Alla luce dei nuovi dati in constante aumento e di una nuova variante, l’Omicron, entrata ora anche in Italia, la domanda che si pongono gli analisti è se lo zoccolo duro dei No vax potrà mai ammorbidirsi. Gli esperti che hanno profilato il nocciolo duro dei contrari, al momento, sono convinti che il margine per persuadere gli irriducibili sia praticamente assente. «La struttura polarizzata della società è ormai così tanto acutizzata e la potenza identitaria acquisita dal fortino No vax talmente consolidata, che continuare a spendere risorse per abbatterlo rischia di essere un buco nell’acqua».
L’analisi che emerge dal team di ricerca della Statale è quanto mai chiara: a questo punto della campagna e in questa delicata fase epidemiologica, continuare ad agire per convincere chi per principio rifiuta il vaccino non serve più. «L’obbligatorietà del vaccino è una soluzione poco risolutiva rispetto all’approccio psicologico che si è ormai consolidato e il “rischio boomerang” sarebbe altissimo. Se esistesse la norma dovrebbe essere collegata a delle sanzioni. Ma il No vax di oggi non si farà spaventare da una multa. E se dopo aver pagato potrà continuare a circolare senza protezione lo farà», spiega Vezzoni.
Il vero ago della bilancia
C’è una categoria di popolazione che, a differenza dei “puri” No vax, ora sembra essere il vero ago della bilancia. Sono gli ex paurosi: «Quel famoso 15% di popolazione indecisa di giugno che per motivi strumentali ha deciso di aderire alla vaccinazione» spiega Vezzoni. Quelli, per intenderci, che o per tornare a lavoro o per andare al cinema, hanno preferito seguire l’onda, pur senza nutrire particolari convinzioni sulla bontà della campagna di protezione. È su di loro che nei prossimi mesi si dovrà provare a vincere la scommessa, ad esempio, delle terze dosi, al momento l’azione più urgente per potenziare l’efficacia della protezione contro il virus: «Sarà fondamentale garantire loro un contesto economico e politico di crescita, anche se la pandemia dovesse subire una recrudescenza».
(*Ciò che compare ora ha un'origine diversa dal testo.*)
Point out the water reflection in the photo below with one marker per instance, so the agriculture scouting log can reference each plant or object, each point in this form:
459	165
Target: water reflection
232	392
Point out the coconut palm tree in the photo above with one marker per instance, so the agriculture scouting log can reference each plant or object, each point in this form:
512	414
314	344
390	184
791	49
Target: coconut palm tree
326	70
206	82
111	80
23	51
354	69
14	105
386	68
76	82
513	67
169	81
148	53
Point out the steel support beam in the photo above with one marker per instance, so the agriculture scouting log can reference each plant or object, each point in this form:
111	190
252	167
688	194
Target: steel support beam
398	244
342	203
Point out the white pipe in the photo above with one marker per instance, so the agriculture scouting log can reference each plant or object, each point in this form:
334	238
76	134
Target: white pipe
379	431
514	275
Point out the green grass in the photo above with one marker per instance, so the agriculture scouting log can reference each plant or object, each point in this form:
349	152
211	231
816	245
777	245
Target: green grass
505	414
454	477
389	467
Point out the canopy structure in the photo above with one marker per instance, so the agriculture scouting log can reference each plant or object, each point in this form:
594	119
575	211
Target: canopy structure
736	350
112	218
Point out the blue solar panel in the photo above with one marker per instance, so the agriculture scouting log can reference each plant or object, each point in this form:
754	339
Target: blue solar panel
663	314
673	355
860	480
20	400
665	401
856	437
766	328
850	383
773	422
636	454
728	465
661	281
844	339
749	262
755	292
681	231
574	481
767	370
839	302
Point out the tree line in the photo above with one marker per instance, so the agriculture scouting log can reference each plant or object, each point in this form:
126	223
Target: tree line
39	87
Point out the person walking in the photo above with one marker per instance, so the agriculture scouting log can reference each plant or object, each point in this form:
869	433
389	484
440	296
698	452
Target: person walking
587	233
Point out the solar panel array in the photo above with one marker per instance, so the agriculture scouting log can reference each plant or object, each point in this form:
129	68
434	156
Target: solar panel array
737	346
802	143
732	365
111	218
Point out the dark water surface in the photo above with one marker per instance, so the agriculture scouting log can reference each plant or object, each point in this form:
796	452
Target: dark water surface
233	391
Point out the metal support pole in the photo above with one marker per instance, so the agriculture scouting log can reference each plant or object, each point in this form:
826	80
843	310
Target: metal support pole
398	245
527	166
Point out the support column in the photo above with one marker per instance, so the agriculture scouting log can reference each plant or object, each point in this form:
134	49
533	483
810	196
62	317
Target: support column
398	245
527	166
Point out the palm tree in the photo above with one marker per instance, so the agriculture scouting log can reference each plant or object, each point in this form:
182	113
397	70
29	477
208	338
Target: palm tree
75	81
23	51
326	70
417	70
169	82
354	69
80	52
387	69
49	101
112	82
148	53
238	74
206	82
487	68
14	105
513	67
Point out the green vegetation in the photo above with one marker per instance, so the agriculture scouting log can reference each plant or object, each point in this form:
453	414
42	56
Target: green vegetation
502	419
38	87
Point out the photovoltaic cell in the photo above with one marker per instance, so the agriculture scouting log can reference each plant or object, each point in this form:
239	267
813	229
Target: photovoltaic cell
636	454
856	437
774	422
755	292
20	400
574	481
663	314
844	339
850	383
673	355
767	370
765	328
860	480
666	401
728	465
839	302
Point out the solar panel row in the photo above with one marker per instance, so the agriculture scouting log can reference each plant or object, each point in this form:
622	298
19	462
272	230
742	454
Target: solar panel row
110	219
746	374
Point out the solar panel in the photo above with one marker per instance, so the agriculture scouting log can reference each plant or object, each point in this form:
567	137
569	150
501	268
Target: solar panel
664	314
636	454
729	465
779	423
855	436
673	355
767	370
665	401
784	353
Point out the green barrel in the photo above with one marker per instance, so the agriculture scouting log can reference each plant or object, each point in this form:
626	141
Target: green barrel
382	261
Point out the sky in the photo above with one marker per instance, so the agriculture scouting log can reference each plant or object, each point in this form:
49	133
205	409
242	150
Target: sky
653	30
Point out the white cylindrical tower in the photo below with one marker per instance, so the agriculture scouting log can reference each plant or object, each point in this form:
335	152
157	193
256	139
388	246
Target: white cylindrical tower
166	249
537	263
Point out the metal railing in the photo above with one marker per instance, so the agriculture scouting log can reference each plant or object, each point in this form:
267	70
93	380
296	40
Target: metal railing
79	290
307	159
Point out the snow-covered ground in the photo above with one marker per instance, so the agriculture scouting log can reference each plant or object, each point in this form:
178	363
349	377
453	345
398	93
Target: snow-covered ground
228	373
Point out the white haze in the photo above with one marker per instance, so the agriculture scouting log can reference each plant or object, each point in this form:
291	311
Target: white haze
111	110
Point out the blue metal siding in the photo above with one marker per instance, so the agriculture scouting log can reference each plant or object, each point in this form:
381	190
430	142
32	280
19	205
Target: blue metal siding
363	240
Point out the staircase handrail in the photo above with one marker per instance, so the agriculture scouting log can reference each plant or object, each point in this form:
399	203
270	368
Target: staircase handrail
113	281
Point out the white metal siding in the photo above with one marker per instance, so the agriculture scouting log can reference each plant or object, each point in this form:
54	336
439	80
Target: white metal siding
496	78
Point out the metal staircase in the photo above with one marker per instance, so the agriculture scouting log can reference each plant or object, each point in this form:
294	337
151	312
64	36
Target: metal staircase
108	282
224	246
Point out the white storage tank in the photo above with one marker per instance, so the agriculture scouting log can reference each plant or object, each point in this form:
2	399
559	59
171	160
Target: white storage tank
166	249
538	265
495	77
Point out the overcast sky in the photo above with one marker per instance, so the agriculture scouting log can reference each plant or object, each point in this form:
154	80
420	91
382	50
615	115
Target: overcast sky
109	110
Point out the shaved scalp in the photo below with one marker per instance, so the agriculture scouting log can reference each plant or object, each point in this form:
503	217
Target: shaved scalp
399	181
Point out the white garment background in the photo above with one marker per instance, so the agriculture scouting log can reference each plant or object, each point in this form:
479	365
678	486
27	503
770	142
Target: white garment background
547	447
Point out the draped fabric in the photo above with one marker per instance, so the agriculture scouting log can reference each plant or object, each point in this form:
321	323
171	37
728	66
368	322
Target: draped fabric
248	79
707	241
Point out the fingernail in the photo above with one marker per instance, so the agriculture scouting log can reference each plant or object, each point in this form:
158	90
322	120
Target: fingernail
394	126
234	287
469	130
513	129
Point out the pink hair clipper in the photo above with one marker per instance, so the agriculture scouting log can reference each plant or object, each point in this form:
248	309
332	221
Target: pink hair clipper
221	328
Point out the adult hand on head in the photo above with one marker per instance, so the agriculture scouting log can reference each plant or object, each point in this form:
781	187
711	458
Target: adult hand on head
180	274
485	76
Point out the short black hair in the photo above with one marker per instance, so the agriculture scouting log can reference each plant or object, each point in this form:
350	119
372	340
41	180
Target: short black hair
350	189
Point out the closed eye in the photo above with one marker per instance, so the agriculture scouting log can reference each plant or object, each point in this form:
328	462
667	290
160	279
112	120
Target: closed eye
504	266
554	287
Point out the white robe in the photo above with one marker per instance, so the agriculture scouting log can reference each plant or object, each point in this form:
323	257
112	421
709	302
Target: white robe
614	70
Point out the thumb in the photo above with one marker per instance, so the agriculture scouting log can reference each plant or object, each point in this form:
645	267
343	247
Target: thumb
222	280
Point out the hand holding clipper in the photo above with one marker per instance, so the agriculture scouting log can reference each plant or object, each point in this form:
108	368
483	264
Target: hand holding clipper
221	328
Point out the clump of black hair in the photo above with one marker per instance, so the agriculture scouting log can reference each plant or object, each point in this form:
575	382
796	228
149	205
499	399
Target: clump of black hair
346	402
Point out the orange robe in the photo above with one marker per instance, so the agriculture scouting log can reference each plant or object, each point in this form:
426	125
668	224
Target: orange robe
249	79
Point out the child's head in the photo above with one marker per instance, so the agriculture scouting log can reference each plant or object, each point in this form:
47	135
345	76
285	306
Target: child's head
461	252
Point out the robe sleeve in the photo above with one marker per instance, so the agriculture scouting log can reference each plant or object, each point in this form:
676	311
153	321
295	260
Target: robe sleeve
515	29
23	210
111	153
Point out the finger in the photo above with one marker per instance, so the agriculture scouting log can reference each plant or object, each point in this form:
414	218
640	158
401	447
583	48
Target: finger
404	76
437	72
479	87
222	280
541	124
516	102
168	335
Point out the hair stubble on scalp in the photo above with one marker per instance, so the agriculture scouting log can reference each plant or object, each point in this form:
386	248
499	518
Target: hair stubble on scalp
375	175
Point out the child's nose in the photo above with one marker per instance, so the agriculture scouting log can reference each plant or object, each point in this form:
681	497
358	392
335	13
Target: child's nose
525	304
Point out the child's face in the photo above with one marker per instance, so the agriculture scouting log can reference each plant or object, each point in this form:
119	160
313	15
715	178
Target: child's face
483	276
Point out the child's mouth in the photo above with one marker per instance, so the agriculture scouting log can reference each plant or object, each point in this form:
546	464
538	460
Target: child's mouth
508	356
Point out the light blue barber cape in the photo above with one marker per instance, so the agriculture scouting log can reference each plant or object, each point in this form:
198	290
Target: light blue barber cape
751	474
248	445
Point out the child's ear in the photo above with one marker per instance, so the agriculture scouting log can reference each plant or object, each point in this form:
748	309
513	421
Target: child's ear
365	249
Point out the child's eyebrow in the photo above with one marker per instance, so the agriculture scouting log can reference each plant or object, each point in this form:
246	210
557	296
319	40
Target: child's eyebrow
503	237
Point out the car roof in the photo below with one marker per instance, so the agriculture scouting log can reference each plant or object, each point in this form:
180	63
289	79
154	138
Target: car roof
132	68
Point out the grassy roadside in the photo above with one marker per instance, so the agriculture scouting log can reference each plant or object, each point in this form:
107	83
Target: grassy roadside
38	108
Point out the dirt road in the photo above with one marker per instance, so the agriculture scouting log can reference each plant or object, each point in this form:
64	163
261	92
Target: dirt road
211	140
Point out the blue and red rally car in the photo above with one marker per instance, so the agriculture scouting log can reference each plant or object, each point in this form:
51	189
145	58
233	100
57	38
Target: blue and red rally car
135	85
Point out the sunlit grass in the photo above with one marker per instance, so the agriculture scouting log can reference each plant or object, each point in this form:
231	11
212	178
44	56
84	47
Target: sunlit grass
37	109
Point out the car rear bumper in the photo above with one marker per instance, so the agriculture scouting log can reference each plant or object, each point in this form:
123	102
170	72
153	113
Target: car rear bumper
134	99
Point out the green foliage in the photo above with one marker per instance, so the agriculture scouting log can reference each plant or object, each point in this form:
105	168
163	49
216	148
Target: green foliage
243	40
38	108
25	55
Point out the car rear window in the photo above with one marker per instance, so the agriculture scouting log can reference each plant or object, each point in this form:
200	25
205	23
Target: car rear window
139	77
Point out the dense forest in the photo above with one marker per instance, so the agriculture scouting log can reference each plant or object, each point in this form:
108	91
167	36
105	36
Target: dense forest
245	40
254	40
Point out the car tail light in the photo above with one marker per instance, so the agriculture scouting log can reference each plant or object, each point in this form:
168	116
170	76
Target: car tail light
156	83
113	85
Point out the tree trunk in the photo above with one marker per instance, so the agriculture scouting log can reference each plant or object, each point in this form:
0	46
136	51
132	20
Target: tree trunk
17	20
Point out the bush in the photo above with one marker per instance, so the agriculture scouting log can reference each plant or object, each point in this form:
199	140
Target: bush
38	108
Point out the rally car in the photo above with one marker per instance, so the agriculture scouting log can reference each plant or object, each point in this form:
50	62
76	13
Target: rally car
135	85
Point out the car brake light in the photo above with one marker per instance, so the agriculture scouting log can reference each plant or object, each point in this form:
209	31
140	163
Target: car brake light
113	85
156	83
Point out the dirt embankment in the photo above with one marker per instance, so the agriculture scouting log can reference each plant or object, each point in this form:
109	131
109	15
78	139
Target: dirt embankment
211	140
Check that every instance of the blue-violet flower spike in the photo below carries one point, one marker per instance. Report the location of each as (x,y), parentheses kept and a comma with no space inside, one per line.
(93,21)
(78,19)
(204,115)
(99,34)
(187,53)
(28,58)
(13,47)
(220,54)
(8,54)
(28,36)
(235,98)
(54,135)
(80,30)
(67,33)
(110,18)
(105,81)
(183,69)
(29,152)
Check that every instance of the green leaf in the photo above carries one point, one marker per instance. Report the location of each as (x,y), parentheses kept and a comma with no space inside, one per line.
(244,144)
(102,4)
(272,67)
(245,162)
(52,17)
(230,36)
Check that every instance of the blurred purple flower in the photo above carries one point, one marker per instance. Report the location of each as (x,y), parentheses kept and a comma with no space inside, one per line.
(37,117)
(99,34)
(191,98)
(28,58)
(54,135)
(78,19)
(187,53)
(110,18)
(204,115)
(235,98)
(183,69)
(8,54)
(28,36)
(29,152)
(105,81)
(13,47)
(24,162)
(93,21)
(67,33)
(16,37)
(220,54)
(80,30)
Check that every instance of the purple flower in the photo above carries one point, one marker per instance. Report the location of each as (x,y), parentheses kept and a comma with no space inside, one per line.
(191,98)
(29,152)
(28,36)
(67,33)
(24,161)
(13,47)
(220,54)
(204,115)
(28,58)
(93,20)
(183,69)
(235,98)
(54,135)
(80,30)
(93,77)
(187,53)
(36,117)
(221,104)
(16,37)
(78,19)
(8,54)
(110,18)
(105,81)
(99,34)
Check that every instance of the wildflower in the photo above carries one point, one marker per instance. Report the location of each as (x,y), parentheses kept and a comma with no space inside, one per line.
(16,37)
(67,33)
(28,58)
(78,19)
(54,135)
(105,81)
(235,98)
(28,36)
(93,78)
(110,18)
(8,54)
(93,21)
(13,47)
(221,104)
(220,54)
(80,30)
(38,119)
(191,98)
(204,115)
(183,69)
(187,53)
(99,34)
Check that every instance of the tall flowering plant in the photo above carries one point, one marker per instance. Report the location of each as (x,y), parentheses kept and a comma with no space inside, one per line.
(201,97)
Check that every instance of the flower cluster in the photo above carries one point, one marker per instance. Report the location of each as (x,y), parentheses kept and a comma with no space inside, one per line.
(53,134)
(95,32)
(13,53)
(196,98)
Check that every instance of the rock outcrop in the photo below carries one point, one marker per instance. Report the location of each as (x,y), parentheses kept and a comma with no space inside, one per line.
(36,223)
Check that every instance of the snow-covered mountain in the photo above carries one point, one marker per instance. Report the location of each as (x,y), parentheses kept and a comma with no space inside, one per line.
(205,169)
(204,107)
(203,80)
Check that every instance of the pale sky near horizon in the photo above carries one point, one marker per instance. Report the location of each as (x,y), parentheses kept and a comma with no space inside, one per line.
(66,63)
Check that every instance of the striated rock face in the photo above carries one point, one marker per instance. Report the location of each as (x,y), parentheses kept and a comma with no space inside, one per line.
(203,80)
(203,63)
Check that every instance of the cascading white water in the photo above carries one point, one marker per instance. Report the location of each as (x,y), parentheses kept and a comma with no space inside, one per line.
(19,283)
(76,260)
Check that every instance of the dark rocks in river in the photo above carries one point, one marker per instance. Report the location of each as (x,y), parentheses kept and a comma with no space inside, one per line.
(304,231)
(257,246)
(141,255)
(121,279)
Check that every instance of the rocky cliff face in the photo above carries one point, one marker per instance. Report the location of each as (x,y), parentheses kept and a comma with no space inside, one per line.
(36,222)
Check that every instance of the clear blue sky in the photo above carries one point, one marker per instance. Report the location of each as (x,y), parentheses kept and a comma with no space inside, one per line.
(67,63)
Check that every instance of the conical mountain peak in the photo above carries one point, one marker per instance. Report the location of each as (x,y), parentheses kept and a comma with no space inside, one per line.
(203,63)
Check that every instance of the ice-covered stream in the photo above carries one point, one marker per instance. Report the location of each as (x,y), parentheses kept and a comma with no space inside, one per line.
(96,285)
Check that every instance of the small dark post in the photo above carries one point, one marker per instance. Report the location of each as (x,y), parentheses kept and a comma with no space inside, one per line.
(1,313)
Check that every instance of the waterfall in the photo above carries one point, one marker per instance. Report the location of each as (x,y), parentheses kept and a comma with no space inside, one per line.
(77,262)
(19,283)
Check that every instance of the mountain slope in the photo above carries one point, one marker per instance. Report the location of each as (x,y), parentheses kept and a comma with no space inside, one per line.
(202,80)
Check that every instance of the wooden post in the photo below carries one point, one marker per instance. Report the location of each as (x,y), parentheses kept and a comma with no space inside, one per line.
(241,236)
A quel punto saranno sul carro dei vincitori e vorranno rimanerci. Se al contrario l’aumento di contagi e la comparsa di nuove varianti dovesse portarci indietro in termini di misure, restrizioni, con ipotetici lockdown, «allora li perderemmo», conclude Vezzoni. Al momento la congiuntura economica e politica è strettamente collegata al futuro dell’ideologia No vax italiana. Un ago della bilancia quanto mai importante per assicurarsi degli alleati fondamentali a una lotta al virus tutt’altro che terminata.